Source: IMO and Flanders Marine Institute (VLIZ), Belgium; (2020). Emission Control Areas (ECAs) designated under regulation 13 of MARPOL Annex VI (NOx emission control).
The International Convention for the Prevention of Pollution from Ships (MARPOL) established a protocol titled “Prevention of air pollution from ships” that became effective in 2005. Under this protocol, member nations of the International Maritime Organization agree to abide by fuel emission standards that are (about three times) more stringent within selected emission control areas (ECA). Emissions are measured by the sulfur content of bunker fuel as a percentage of its mass (% m/m). While SOx standards were 4.5% m/m outside ECAs and 1.5% m/m inside ECAs in the early 2010s, by 2020, they reached 0.5% and 0.1%, respectively.
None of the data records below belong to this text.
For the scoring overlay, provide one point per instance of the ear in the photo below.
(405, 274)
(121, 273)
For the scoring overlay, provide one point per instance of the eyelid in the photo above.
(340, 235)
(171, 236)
ECA impacts maritime shipping over two dimensions related to port access and shipping lanes. About 17% of the global port container throughput is within an ECA. Even if this share is relatively small, the ports within ECAs are servicing the wealthiest markets of Europe and North America (e.g. Hamburg – Le Havre range and Eastern Seaboard). Therefore, shipping lines calling at these ports must use lower sulfur bunker fuel, impacting their service network with other ports that have less stringent emission standards.
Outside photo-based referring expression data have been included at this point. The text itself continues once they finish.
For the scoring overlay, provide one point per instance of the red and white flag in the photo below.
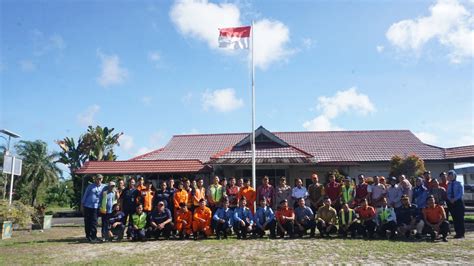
(234, 38)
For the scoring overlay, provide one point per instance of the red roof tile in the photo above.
(460, 152)
(143, 166)
(330, 146)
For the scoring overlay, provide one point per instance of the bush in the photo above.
(19, 213)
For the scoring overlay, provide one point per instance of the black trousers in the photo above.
(241, 230)
(222, 228)
(322, 228)
(270, 226)
(389, 226)
(90, 222)
(443, 229)
(311, 225)
(156, 232)
(288, 227)
(457, 211)
(366, 228)
(352, 229)
(117, 230)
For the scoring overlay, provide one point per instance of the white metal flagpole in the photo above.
(254, 170)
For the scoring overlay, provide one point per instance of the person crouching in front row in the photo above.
(326, 218)
(116, 224)
(183, 221)
(285, 220)
(160, 222)
(348, 222)
(243, 220)
(264, 219)
(137, 224)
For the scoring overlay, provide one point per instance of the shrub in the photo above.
(18, 213)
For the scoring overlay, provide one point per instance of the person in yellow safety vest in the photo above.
(347, 221)
(347, 192)
(137, 224)
(386, 220)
The second dimension is more limited since the existing ECAs are not extensive enough to impact shipping lanes. Traffic going through the English Channel or the North Sea is already bound to ports of the Hamburg – Le Havre range and are thus subject to ECA regulations. Great circle distance traffic passing by the American West Coast ECA, such as Asia – South America lanes, can avoid it through a deviation. The impact of ECAs on shipping lanes could be more significant if the Mediterranean becomes an ECA, as a large volume of shipping transits through the region.